“Raccontare quei momenti per me è difficile”. Mario Piga, ex centrocampista dell’Avellino a cavallo tra i Settanta e gli Ottanta, fa fatica a ricordare il terremoto dell’Irpinia anche a distanza di quarant’anni. “Un’apocalisse”, dice. Fu una scossa violenta che durò 90 secondi, causando quasi tremila vittime e 280mila sfollati. Il sisma si verificò domenica 23 novembre alle 19.34. Nel pomeriggio l’Avellino aveva sconfitto in casa l’Ascoli 4-2. Autogol di Scorsa, Juary e doppietta di Ugolotti (uno su rigore) per i biancoverdi, Trevisanello e Scanziani per i marchigiani.
L’Avellino frequentava la massima serie dal 1978, il gol della promozione lo aveva segnato proprio Piga contro la Sampdoria. In quel 1980 la squadra era partita con cinque punti di penalizzazione per via dello scandalo Totonero di qualche mese prima. Ma quella allenata da Luis Vinicio era una formazione brillante e con la vittoria sull’Ascoli abbandonava, all’ottava giornata, l’ultimo posto in classifica. Poi in serata il terremoto con magnitudo 6,9 che colpì Campania centrale e la Basilicata centro-settentrionale.
“Vivevo con moglie e figlio in zona Alvanella. In casa quella sera c’era anche mia suocera e Pierpaolo Marino, il giovane dirigente con cui avevo un bellissimo rapporto. Eravamo tutti a tavola per la cena. Avevo la forchetta in mano e i tortiglioni sul piatto, sentii tremare il pavimento come fosse entrata una ruspa da sotto per sfasciare tutto. Presi immediatamente il bambino in braccio, mentre Pierpaolo diceva: il terremoto, il terremoto…”.
Il panico.
“Eravamo al primo piano, il portone era chiuso, la chiave era là ma non la trovavo. Ho rotto un vetro e mi sono fatto male. Fuori era buio ed era un caldo torrido. Tutto sembrava strano. Alla mia auto parcheggiata lì fuori, se ne erano attaccate altre due ai lati”.

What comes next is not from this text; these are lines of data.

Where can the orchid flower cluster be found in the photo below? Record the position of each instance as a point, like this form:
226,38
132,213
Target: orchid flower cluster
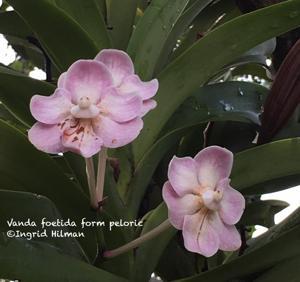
99,104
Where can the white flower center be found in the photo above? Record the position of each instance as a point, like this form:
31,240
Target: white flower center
211,198
85,109
84,102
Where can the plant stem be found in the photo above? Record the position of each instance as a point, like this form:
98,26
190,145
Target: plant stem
101,175
90,172
135,243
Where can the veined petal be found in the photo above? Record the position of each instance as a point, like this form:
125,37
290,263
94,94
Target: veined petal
118,63
116,134
199,235
61,80
145,89
87,78
51,109
214,164
178,207
232,204
46,138
229,237
121,108
182,175
78,136
147,106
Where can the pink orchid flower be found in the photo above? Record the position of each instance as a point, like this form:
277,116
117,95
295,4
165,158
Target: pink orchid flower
97,103
201,202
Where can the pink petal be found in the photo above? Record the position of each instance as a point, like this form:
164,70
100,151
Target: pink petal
51,109
46,138
230,239
61,80
182,175
116,134
178,207
198,234
147,106
87,78
118,63
214,164
232,204
145,89
121,108
80,138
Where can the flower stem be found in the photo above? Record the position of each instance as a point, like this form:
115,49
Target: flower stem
101,175
135,243
90,172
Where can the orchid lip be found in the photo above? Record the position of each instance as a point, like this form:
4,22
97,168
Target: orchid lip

Intanto la mano sanguinava…
“Pierpaolo mi disse di andare al pronto soccorso. In pochi chilometri ho visto cose allucinanti: case crollate, pali della luce a terra, gente che gridava. Un’apocalisse. In ospedale assistetti ad altre scene incredibili, tutti erano presi dal panico. La sala dove mettevano i punti di sutura era in una zona dello stabile molto pericolosa qualora fosse arrivata un’altra scossa. Un infermiere mi riconobbe e mi curò perché la mano non poteva rimanere in quelle condizioni. In dieci minuti mi mise 8 punti e ritornai verso casa”.
Dove passaste la notte?
“Ci siamo messi in macchina verso Roma dove avevamo dei parenti. Cinque ore di strada, c’era una coda mai vista e continuava a fare molto caldo”.
E i giorni successivi?
“Furono tremendi per tutti. La squadra dovette trovare un nuovo campetto per gli allenamenti, al mercoledì ci spostammo a Montecatini perché la partita con la Pistoiese non venne rinviata. Perdemmo 2-1, eravamo completamente imbambolati”.
Poi la squadra si riprese regalando, per quanto possibile durante una tragedia del genere, attimi di serenità agli avellinesi.
“Giocammo due gare casalinghe allo stadio San Paolo di Napoli. Vittoria con il Catanzaro, poi pareggio con la Juve grazie ad un mio gol. Fu la svolta della stagione”.
Alla fine vi avvicinaste alla qualificazione in Coppa Uefa.
“Era una bella squadra. Vinicio faceva un calcio aperto, beccavamo qualche gol in più ma avevamo una mentalità offensiva. In quella partita con l’Ascoli erano in campo contemporaneamente Juary, Vignola e Ugolotti. Io ero un tuttocampista come oggi può essere Barella. Soprattutto c’era un bel gruppo, che andava d’accordo con società, tifosi e giornalisti”.
Oggi lei è tornato a vivere in Sardegna, a Palau dove è nato.
“Avellino mi ha dato tutto, compresi i campionati più belli della mia carriera. È la mia seconda casa. Quando passo in città, l’affetto della gente mi mette persino a disagio”.